História de Noel


 

Lá no remoto sec. IV, mal sabia o arcebispo turco Nicolau de Taumaturgo que além de virar santo, se tornaria o velhote mais conhecido no distante futuro. O caridoso homem em carne osso, na época do Natal colocava em saquinhos moedas que arrecadava e distribuía entre os pobres que moravam na sua cidade – Mira.

Foto: Divulgação

O simpático gesto começou a ser repetido e as moedas trocadas por presentes. Mas a figura heráldica do bispo com seu traje verde permaneceram fiéis às origens. No grande interregno entre o verdadeiro bom homem e o que passou a serem representados séculos depois, muitos água rolou e o coitado acabou virando lenda.

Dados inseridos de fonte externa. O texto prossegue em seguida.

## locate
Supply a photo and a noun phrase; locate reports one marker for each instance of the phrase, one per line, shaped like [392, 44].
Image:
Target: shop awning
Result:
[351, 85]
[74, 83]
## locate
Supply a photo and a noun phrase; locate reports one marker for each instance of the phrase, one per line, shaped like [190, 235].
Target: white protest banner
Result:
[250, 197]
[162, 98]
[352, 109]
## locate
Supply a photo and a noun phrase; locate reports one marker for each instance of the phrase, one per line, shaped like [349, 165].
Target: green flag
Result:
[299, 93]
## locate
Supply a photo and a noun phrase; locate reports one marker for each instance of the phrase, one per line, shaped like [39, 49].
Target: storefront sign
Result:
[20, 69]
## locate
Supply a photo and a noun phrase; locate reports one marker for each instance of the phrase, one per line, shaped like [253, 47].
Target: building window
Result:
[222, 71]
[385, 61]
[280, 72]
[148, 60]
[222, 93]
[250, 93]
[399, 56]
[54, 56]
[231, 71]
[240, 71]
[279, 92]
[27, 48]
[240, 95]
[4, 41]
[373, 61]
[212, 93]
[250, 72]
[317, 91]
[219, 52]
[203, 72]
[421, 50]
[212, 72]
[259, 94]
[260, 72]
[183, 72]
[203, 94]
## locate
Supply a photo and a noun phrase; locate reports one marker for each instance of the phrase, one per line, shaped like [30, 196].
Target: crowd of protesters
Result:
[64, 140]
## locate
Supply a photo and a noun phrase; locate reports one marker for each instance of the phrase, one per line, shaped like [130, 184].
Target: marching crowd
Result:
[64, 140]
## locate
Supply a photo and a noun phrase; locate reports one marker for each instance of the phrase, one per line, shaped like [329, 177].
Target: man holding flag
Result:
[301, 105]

Claro, com tantos figurantes que foram sendo acrescentados, nem o Nicolau acreditaria ser o próprio. Para inicio de conversa, a fama da figura natalina já corria o mundo quando em 1822 um professor de literatura grega, para enriquecer a imaginação dos seus seis filhos, inventou que o velhote de verde sobrevoava o céu num treno puxado por quatro renas e jogava os presentes pela chaminé. Não sei por que cargas d’água, em 1939 entraram mais três renas que iriam ajudar em caso de tempestade. As danadas têm até nome que em português seriam; Rodolfo, Corredora, Dançarina, Empinadora, Raposa, Cometa, Cupido, Trovão e Relâmpago.

A turma de estudiosos de plantão não se manifestou sobre a escolha do animal nem pelo aumento do grupo de renas. Mas sobre as chaminés a explicação veio – Nesta parte da casa era feita na época do Natal uma bela faxina, para que a sorte entrasse e ficasse o ano inteiro. Aí também, com todo o respeito, mergulharam pesado na imaginação, pois na verdade deveriam ser limpas para que cumprissem o devido uso é claro.

Foto: Divulgação

Nestas alturas o bom homem vestido de verde que pilotava um trenó puxado por nove renas, já era uma constante nos Natais ao redor do mundo. Eis que em 1931, num tremendo lance de marketing a Coca-Cola repetindo com êxito o que outros tentaram, resolveu repaginar o St. Claus. O cartunista Thomas Nast criou um velhote gorducho, bonachão, com barba branca, vestido com as cores do também já famoso refrigerante. A campanha teve tanto êxito que atualmente apenas os mais ortodoxos insistem no verde original.

O verdadeiro Nicolau se possível, deve se divertir com a não discreta figura que virou. Mas também se possível deve sentir-se orgulhoso em ver que seu exemplo de amor ao próximo ao menos numa época do ano vem sendo seguido. Como no céu não existe gente fofoqueira, ninguém vai comentar a desvirtuada que os comerciantes deram ao seu caridoso gesto.

Seguindo a linha já em desuso de ser o pai o provedor, nos países de língua espanhola assim como os do nosso português é conhecido como Papai Noel.

Como os italianos acham a figura muito velhota para ser pai, tratam-no de Babbo Noel (vovô Noel). Os ingleses já tem mais intimidade com o alegre velhote e o chamam-no de Father Christman (irmão do Natal). Os poucos japoneses cristãos, para não darem muita bandeira, o chamam de Jizo.

Pieguice e curiosidades à parte, desejamos que nossos leitores lembrem-se também dos menos favorecidos ao presentear no Natal, em nome dos creditos devidos ao santo-bispo.

Os votos do Portal Amantes da Vida são que cada um resgate sua crédula criança interna e espere ansiosamente a noite mágica do Natal, onde Papai Noel irá sobrevoar os céus e realizar os seus sonhos.